THUNDER BAY -- Mother of two and an avid runner, Ashley Lange came up with the idea for her business while out on a run with friends. A former bakery employee, she enjoyed baking at home as well, and was on a doughnut kick at the time. “I thought I’d call it Donut Mile,” she recalls, “and it would be secretly plant-based.”
She didn’t think she was the kind of person to start her own small business, but a few weeks later, she brought some doughnuts to a group run and they were a huge hit. She only baked for her family and friends, but people began asking her if she had a business card and if they could order some more.
“Antonio and Nick of Upriver Running asked if I wanted to sell doughnuts at the [race] kit pickup five days later. So I whipped together this business in four days, brought 150 doughnuts and sold out in an hour and a half.”
Soon after, she set up a menu and Facebook page, decided to call her new business Donut Run and started selling doughnuts for pickup at her home on Court Street.
She advertises what varieties will be available on social media, and takes preorders. Doughnuts are priced between $2.50 - $3 each, and she usually has more than 10 different kinds.
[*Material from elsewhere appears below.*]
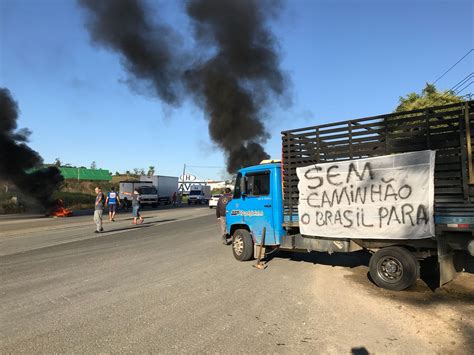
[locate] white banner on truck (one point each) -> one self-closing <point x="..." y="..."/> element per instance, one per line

All of the doughnuts are plant-based, although she does not specifically advertise that fact, “because they’re so good and no one can tell anyway,” she explains. “Sometimes when it’s vegan or plant-based, people right away think it’s not for them. But you don’t have to be vegan. Oreos are vegan. People just aren’t aware of it.”
Most customers don’t care that there are no eggs or milk in her doughnuts, and when they find out, they are pleasantly surprised. Occasionally, she would get a new customer asking if she has vegan options, and they would get “super excited” when she responds that they all are.
The doughnuts are baked at home in her kitchen. Popular varieties include the Simpson (vanilla doughnut with raspberry icing and sprinkles; the classic doughnut from The Simpsons) and salted caramel chocolate. She tries to change the flavours seasonally, as well as adding a new variety every so often.
Lange thinks most of her customers are people grabbing half a dozen or so to take home. During the COVID lockdown, she also saw customers buying larger numbers to bring to work, or to gift to nurses or the hospital to lift people’s spirits.
Lange says she owes her success partly to luck and timing. “I have a good product, it’s high quality. But I didn’t realize that doughnuts were such a big thing right now. I just merged in with a trend. I think even the plant-based thing too, the trend has been building for a few years, but this year it has become much more mainstream. The universe lined up, I got very lucky!”